Asteria, Queen of the Rainforest

Do you ever get caught up in taking life a little too seriously? Everything feels intense, every car cutting in front of you is a personal insult, every slow checker in the checkout lane wants to get on your last nerve, every highway patrolman is looking past every other speeding car simply waiting for yours to pass their way? (Hypothetically speaking of course… *snort*). And then something happens to wake you up and maybe put things in more appropriate perspective. Surprisingly or not so much, the whole intensity/seriously thing is an ongoing journey for me, I suppose particularly around high holidays and significant dates of celebrations and losses and rites of passage. When I stop to take a breath, I often remember the following experience that makes me smile every single time.

I knew a wonderfully active and highly invested woman in a church I served many years ago. In nearly any room and any crowd of people she walked into, she would be the smartest by far. She had a double PhD, (I know, who does that?) and devoted her life to persons with special needs of every kind, shape, and form. She used her voice for advocacy in political, social and economic forums and was sorta that person that you want to be but it makes you tired just watching them. She and her husband had a couple of children and they worked hard at opening up the world of learning and life experience and partnerships built on equality and mutual respect. She and her husband had each kept their own last names when they got married as an intentional way for her to claim her individuality at a time in history when the #metoo movement would not have been a blip on the radar screen had there been one. As you can imagine, it was important to her that her daughter be raised with the understanding that she could follow any dream she had and would be encouraged to be her own person independent and strong. One day when her daughter was 10, they were talking about marriage and she explained why she and her husband had decided to keep their own names and that when the daughter was ready, she could choose to legally keep her dad’s last name which she already had, to take her mom’s last name, or to take a husband’s last name or hyphenate.

Life went on and when the child was a year or so older, she came back to her mom and recalled the conversation about marriage and names and said that she thought she would probably take a different name. The mom tried not to show her disappointment that, after all the intentional teaching they’d done around independence and the strength to be your own person and not being pressured to define yourself by your husband’s identity, she nonchalantly as possible asked the daughter why. And the daughter said in essence that well, she believed she wanted to live in South America and try to save the rainforest and the name Linda did not seem to fit the magnitude of that mission, so she believed she would change her name to Asteria, Queen of the Rainforest.
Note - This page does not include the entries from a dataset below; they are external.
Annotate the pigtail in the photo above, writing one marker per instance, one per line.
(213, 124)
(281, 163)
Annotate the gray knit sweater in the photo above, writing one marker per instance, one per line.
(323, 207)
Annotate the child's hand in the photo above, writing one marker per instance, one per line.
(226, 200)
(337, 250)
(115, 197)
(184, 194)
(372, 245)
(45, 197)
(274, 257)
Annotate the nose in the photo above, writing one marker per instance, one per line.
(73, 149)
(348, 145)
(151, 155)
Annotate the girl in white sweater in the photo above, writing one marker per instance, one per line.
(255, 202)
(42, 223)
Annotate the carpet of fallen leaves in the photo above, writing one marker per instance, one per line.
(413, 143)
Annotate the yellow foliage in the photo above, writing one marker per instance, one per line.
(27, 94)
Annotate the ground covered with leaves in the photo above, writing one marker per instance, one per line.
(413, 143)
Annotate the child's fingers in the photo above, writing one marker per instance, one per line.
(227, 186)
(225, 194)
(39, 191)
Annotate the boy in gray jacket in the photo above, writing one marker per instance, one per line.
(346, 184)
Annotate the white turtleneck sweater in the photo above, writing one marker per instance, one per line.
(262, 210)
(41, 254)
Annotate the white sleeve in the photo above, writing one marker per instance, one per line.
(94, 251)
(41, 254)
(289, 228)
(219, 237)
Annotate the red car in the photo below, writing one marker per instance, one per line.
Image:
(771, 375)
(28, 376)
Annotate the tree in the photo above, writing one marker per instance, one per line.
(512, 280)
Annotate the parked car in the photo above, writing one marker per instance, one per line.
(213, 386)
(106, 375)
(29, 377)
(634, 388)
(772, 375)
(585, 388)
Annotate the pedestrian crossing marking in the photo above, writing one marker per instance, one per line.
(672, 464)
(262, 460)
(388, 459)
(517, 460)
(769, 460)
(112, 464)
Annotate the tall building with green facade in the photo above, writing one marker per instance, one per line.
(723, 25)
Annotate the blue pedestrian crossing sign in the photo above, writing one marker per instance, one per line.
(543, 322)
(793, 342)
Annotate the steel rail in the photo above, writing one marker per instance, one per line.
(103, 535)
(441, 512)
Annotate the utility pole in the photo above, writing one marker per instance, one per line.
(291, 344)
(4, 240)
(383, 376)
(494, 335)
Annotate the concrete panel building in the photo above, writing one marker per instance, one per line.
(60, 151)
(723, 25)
Her mom was so caught by surprise she was speechless and her daughter went on saying that she’d been reading Greek mythology and Asteria means “of the sky” and she liked the thought of saving the rainforest knowing she was “of the sky.” The mom would tell you now that her daughter did then and continues now to keep her humble of heart and lighter of spirit than she ever thought possible. And that, in fact, learning to lighten up a bit has made her more effective at her life and work.

I LOVE that story. I love the reminder of the gift of simplicity when our minds obsess in the complexities. I love the creativity that happens when we realize we don’t now nor have we ever been in control of the lives of those we love and for whom we have primary care. I love the awareness that when we lead with openness to new ideas and a willingness to hear the hearts of others, we can be quickly brought back to a reality that both reminds us of our unique value AND that we are one of everyone else who has unique value, and that while we are important, we are no less and no more important than any other of God’s beloved humanity.

So I’ve thought a fair amount about if I would ever change my name – you know around becoming queen of everything or pope or something. What I came up with is Analise. You may not believe this, but I came up with that BEFORE checking to see what the name means. It is actually a Hebrew baby name that means, grace/devoted to God. I know, right? And I truly did think of it before knowing any of that. It might be that if I believed in past lives, which I really don’t, but if I did, I might wonder if that’s why it sifted to my conscience.

Anyway, if you are in a season where everything feels pretty dependent and heavy , maybe you spend a little time thinking about a little girl whose mom desperately wanted her daughter to be strong and independent, a mom who became crestfallen when the little girl wanted to change her name thinking she had failed her, and the sudden realization of how off-the-track-too-serious she had become the moment her daughter told her she was going to be Queen of the Rainforest someday and the name Linda simply wasn’t going to work. I hope it makes you smile and take a step back and breathe and maybe even decide. You know, of what you might want to be queen or king, and what therefore your name change might need to be? Smile with me today and maybe we both lighten up a little!